Wilcox: Urban churches help marriages and family life primarily by cultivating what sociologist Elijah Anderson has called a “code of decency.” This code of decency encompasses hard work, sobriety, respect for self and others, law-abiding behavior, etc. And it is particularly important for urban men, who often fall prey to a competing “code of the street” that encompasses alcohol and drug abuse, violence, illegality, and so on. So when urban men stay in church or experience a religious conversion, they are much more likely to abide by this code of decency and to become decent husbands, fathers, and partners.
But urban churches could do a lot more to address sex and marriage head on. One reason they do not do enough of this is that a lot of nontraditional families can be found in the pews on any given Sunday. So these are sensitive topics. But I would also say that most suburban and rural churches also don’t do enough to address these topics head on. Churches across the religious spectrum, and in all parts of America, need to do much more to address sex, courtship, marriage, and divorce. Of course, they need to do this in creative, positive, and pastorally sensitive ways. Stigma in this area would be counter-productive.
Lopez: Should we be doing more to help churches strengthen urban American marriages?
Wilcox: Scholars and religious leaders need to figure out how to improve family ministries across religious and regional lines. We also need to figure out how to improve men’s ministries and make men more interested in their faith. Without better efforts to interest men, religious efforts to strengthen the family will be hamstrung.
Policymakers need to do a lot more to make marriage pay in low-income communities. They could start by addressing the marriage penalty facing low-income couples. In most states, low-income couples face a 10-30 percent hit in their real income/benefits if they get married. For instance, most unmarried low-income single mothers lose Medicaid if they marry a man working full-time in a low-wage job. So the government can and should do a lot more to reinforce the economic basis of marriage in low-income communities.
Lopez: Do inner-city women understand the importance of dads?

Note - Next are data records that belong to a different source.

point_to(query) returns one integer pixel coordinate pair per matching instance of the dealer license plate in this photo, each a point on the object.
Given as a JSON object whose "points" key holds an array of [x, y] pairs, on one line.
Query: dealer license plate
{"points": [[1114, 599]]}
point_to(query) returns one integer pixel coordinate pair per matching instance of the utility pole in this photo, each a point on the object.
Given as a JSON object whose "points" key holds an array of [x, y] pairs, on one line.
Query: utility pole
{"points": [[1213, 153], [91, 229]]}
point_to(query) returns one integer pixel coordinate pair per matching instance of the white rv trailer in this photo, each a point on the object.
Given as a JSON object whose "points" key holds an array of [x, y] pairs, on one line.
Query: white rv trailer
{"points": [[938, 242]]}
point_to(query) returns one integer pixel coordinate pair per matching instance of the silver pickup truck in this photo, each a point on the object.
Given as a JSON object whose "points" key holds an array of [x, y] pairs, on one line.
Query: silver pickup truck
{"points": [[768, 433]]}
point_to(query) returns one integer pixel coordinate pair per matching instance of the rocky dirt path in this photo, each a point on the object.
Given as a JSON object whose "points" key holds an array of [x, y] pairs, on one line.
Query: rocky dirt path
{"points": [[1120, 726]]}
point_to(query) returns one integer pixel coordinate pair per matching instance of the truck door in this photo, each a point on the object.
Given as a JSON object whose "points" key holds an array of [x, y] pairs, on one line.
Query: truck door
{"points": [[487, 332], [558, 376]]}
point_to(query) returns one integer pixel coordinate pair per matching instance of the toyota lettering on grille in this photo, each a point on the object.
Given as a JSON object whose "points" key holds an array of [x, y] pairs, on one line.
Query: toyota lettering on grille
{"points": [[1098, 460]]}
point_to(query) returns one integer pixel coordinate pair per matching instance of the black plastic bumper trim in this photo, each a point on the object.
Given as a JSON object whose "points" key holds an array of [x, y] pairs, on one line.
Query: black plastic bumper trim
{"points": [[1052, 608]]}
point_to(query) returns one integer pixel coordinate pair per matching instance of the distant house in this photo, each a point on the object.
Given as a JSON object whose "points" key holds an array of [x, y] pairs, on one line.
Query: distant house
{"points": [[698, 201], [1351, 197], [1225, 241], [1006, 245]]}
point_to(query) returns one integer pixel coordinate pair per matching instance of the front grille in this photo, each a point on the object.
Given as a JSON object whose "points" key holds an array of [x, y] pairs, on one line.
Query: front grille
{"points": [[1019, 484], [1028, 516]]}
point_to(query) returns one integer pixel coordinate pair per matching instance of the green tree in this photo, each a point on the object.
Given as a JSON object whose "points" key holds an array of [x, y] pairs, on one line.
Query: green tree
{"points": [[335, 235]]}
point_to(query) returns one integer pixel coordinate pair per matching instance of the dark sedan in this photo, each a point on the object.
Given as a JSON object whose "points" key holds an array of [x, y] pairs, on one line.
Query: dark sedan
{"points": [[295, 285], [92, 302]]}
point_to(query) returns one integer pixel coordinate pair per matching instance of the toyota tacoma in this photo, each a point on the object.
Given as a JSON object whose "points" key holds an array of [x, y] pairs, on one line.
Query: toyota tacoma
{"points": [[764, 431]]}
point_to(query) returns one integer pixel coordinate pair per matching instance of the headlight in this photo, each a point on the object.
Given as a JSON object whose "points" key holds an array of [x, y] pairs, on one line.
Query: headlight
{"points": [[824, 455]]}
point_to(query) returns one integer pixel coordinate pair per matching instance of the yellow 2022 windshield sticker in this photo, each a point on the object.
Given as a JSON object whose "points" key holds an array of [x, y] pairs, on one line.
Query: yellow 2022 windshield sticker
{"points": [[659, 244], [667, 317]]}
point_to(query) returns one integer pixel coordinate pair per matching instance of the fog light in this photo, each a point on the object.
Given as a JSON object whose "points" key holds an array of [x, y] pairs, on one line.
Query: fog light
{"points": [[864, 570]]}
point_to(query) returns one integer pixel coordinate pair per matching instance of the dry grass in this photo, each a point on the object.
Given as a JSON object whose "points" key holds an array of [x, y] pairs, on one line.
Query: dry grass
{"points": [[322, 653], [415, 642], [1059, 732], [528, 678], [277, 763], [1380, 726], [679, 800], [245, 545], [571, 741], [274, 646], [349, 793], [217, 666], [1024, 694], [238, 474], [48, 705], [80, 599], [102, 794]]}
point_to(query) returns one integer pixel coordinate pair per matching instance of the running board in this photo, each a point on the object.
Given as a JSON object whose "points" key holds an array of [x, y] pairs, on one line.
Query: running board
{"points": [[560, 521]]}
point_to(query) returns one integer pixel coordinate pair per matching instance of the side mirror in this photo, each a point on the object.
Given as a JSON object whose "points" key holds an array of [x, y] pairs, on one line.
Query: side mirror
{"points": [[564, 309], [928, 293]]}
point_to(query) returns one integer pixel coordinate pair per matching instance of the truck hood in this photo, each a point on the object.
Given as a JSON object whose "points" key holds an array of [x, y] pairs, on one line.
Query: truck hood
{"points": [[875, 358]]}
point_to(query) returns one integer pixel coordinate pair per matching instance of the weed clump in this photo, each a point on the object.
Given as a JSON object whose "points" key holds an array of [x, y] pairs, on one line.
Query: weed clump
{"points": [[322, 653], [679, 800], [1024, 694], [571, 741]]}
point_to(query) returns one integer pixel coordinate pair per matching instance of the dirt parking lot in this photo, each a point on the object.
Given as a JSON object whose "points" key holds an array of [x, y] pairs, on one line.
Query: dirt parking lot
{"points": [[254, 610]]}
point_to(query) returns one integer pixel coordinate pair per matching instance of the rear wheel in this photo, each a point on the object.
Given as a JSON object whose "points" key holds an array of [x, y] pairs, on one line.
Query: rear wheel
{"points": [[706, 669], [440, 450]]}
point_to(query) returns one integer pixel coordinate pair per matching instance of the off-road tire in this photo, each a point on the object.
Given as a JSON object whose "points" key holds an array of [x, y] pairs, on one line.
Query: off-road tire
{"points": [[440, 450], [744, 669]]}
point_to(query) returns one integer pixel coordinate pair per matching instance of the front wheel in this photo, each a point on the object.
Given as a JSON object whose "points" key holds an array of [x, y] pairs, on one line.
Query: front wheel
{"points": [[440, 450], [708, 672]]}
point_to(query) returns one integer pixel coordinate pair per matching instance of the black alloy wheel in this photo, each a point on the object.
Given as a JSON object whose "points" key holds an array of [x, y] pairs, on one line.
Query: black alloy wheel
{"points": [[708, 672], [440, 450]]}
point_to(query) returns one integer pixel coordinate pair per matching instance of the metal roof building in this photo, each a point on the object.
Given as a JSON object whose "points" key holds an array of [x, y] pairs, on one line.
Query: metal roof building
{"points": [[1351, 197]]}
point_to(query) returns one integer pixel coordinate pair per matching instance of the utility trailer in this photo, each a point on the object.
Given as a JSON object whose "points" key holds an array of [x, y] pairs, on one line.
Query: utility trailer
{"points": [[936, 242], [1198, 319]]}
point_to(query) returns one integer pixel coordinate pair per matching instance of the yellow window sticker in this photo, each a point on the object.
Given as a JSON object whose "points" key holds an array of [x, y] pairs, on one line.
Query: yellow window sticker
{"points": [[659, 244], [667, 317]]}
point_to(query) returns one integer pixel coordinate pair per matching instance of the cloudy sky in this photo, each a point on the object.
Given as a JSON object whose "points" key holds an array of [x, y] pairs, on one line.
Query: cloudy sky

Wilcox: My interviews with inner-city women and mothers suggest that many of them do not think that fathers play a central role in the rearing of children. They think that single mothers can do just as good a job, on average, as married couples. Of course, this notion is also common among many well-educated professional women.
What these women don’t know is that the best and latest social science indicates that children are most likely to thrive in intact, married families headed by mothers and fathers. So one of the great challenges of our day is communicating the latest family social science to average Americans so that they can do better by their children, or the children that they will one day bear or sire. In a word, our society needs to rediscover that fathers are not fungible.